Les propos sur la couleur de Colin Powell sont dérisoires et reflètent ce complexe d’infériorité dermique que nous avons à vouloir faire de tout homme de couleur parvenu aux sommités Blanche, un exemple catégorique de la non-supériorité du Blanc. A mon avis, Colin Powell est un bon Yankee et agis et réagis comme tel. Il n’a rien à cirer des vicissitudes du Monde Noir et quand il s’intéressera vraiment à l’Afrique se sera peut-être pour son pétrole et son malheur. C’est naïf et même dangereux d’espérer une libération africaine de ses dictateurs par les USA : à ce titre ils s’apparentent comme deux gouttes d’eaux à la France et n’agissent que pour la seule expansion de leurs intérêts. Le Rwanda et la Sierra Leone seront oubliés, Sassou Nguesso (Congo) sera toujours bravement accueilli à l’Elysée (tant qu’il assure à ELF l’exploitation généreuse du pétrole congolais) et Charles Taylor (Libéria) ou encore Obiang Nguema (Guinée équatoriale) commerceront allègrement avec les USA et l’Europe malgré tous les crimes qu’ils ont commis et continuent de commettre contre leurs propres populations. Mais quand un autre dictateur – Mugabe – déleste les blancs zimbabwéens de leurs menus privilèges, il y aura toujours de bonnes âmes blanches pour demander des sanctions économiques contre le Zimbabwe dont on sait pertinemment que ce sont les plus pauvres qui en mourront… Mais ce ne sont que des Noirs : ils n’ont qu’à crever ou demander à leur dictateur de rendre aux fermiers blancs la majorité des bonnes terres cultivables…

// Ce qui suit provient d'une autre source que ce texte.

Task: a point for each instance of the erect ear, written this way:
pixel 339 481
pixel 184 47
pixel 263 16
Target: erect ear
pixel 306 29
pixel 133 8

Bref, les Américains sont déjà présents dans tous les pays pétrolifères du continent (plus corvéables que les pays du Golfe persique) et se partagent avec la France décriée aujourd’hui les immenses réserves de pétrole africain. Et si Colin Powell devait mater du Noir pour son pétrole, il n’hésitera pas une seconde !
Quant à la France, pays des droits de l’Homme, ce qui est faux et très contestable si l’on égrène les mensonges et les ravages humains qu’elle a occasionné sur le continent Noir et ailleurs (lire entre autres Massacres coloniaux de Yves Benot, éd. La découverte, Paris 1995), elle ne s’est vraiment jamais soucié des droits humains, elle a surtout aimé et chéri le DROIT DE SES INTÉRÊTS – mais c’est de bonne guerre. Chirac n’est pas contre la guerre par amour des Irakiens, mais absolument par intérêt, certes intérêt pour une certaine paix qui fait marcher les affaires (BNP Paribas gère par exemple la quasi-totalité des revenus du Programme onusien pétrole contre nourriture et d’autres banques commencent à les lui disputer)…
Chirac a dernièrement ordonné à Gbagbo de signer et d’appliquer les accords de Marcoussis, un autre exemple du tutorat français qui joue le pyromane et le pompier dans toutes ses ex. colonies en guerre. Mais la France s’impose parce que les Africains lui laissent le terrain. Et les Africains ne parviennent pas à s’unir pour défendre leur cause commune : c’est-à-dire être laissée en paix pour digérer ses malheurs consécutifs au choc esclavagiste et colonial. Une malheureuse preuve que l’Afrique politique manque de vision, de courage et discernement face à ses anciens colonisateurs qui n’ont jamais été aussi présents à tous les échelons de la vie économique et politique du continent Noir, sur le dos des Noirs.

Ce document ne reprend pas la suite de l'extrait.